I am loving my staycation at the moment and am having so much spending time with you. You seem to be developing by the nappy change, and I’m so happy to be witness to it all the time! Your favourite is clapping on demand, which is proving a real party trick with friends and strangers. I say “clap hands” and you start clapping your hands, a grin emerging with each thump of the hands. You even learnt how to successfully pull of the “enter” button off my old laptop after months of tugging at it. You also got hold of one of one of my MAC lipsticks today (shade Radicchio), opened it, smeared it over your face and body, and then pawed the carpets, walls and bed, leaving pink tokens everywhere. This could be a lesson that I shouldn’t turn my back, or it could mean you have a penchant for great makeup and artistry?
As I’ve mentioned, I am rather
addicted connected to my Blackberry, and always checking emails just to ensure I’m on top’ish of things. It keeps my mind at ease that things are in control’ish. The flipside to being on top’ish of things is when you get really kak emails with complaints/commands/concerns that you can’t shake off. Which is what happened to me on the weekend. While checking up on things, I found emails/Facebook stuff that attacked me a bit, both for my work and as a mom.
I got upset and was unable to shake off this rotten feeling the whole weekend. It got me thinking that while I’d like to feel whatever I need to feel and then move on, it’s sometimes hard and instead of words/insults/actions being like water off a duck’s back, they often become growths that torment me and question who I am.
Then I started thinking what will happen if someone is mean to you one day (and it will happen caus there are many a kretin out there among all the good). Will I want you to lament and take it to heart and let mean words define you; or will I want you to hear it, see the wood for the trees and then move on?

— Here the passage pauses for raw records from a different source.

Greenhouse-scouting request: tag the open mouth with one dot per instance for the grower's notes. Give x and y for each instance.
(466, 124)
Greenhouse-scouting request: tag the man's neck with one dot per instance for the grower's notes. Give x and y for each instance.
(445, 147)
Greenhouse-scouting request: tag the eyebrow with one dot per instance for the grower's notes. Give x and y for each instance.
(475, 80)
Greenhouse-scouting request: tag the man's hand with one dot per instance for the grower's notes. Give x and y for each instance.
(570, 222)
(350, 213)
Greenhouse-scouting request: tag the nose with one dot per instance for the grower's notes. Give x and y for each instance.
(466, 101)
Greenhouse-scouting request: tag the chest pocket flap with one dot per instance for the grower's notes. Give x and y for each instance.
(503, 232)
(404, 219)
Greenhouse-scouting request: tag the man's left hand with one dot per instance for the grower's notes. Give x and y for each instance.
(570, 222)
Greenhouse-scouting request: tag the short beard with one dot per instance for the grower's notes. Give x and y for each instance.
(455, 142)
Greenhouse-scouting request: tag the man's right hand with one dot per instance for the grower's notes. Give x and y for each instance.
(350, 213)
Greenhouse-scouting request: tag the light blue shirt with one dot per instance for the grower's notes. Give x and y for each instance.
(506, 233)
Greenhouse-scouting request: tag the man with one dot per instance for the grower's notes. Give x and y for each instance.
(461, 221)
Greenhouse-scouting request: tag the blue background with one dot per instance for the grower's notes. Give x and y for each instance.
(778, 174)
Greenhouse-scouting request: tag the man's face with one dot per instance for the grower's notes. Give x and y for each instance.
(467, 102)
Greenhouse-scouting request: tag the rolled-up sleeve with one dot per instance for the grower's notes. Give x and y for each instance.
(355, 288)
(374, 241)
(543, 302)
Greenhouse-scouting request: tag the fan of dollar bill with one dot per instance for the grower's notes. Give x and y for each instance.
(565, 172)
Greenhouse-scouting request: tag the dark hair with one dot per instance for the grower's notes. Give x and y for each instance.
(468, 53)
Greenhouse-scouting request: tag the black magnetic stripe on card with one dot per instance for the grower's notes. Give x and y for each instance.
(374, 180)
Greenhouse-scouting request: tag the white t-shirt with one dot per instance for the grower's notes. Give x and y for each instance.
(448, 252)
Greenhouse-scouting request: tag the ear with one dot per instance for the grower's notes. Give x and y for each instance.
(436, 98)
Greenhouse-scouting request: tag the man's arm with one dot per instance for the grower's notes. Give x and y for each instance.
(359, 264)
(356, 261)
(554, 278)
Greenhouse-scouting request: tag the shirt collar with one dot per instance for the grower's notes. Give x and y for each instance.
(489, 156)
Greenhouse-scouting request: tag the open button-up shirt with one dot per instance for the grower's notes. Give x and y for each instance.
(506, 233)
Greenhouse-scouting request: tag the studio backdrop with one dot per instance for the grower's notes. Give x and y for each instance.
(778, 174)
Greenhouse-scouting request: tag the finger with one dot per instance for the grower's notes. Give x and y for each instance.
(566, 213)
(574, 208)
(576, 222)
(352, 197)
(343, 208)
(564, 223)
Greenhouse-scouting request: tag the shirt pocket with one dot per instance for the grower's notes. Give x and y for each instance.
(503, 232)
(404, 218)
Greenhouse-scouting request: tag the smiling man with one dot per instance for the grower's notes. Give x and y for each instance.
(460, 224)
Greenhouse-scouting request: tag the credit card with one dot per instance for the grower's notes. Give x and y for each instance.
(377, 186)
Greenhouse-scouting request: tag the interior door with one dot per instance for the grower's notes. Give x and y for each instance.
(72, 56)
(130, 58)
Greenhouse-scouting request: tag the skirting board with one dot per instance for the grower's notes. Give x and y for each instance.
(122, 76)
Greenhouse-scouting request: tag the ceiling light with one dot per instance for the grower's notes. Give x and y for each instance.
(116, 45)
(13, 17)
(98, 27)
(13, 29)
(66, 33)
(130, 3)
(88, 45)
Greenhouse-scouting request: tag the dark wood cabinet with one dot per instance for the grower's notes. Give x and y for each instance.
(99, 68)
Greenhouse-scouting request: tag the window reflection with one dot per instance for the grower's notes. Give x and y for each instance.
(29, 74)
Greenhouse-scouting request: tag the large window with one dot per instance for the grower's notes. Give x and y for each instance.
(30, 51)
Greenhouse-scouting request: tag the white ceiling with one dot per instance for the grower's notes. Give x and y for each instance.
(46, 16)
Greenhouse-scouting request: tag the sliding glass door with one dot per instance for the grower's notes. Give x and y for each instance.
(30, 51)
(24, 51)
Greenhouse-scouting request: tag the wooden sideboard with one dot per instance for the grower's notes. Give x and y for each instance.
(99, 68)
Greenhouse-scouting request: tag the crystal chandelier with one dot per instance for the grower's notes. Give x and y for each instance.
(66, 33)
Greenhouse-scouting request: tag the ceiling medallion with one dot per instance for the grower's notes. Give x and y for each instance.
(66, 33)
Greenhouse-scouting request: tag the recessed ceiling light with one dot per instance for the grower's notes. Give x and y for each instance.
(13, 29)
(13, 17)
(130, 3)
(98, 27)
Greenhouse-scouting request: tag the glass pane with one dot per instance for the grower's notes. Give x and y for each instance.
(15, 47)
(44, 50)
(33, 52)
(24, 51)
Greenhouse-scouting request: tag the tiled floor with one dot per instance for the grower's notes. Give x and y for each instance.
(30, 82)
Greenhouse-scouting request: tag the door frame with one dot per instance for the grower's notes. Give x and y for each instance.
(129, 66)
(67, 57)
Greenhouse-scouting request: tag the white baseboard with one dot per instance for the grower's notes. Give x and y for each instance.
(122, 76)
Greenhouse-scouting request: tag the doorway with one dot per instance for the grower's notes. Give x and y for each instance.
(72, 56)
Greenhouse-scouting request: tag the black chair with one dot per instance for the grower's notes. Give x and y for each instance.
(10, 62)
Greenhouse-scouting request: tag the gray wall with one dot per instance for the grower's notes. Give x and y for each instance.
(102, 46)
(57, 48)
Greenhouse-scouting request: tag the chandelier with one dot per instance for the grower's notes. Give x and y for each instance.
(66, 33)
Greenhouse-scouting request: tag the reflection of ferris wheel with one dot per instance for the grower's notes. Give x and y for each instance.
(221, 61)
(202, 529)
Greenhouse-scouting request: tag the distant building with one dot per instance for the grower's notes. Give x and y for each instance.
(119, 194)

My answer is the latter, but if I’m going to try to teach you right, or lead by good example, I guess I need to nurture the child in me and learn how to manage things in a way that is better for me. I hope this way you will be able stand up against bullies, laugh in the face of anyone who calls you names for no reason, or keep your head when people judge you without ever knowing you. I feel that to be a good mom to you, I need to put on my big-girl panties and carry on working on myself (and I’m not talking waxing or facials here). I hope I can instil in you a strong self esteem and self love (not vanity).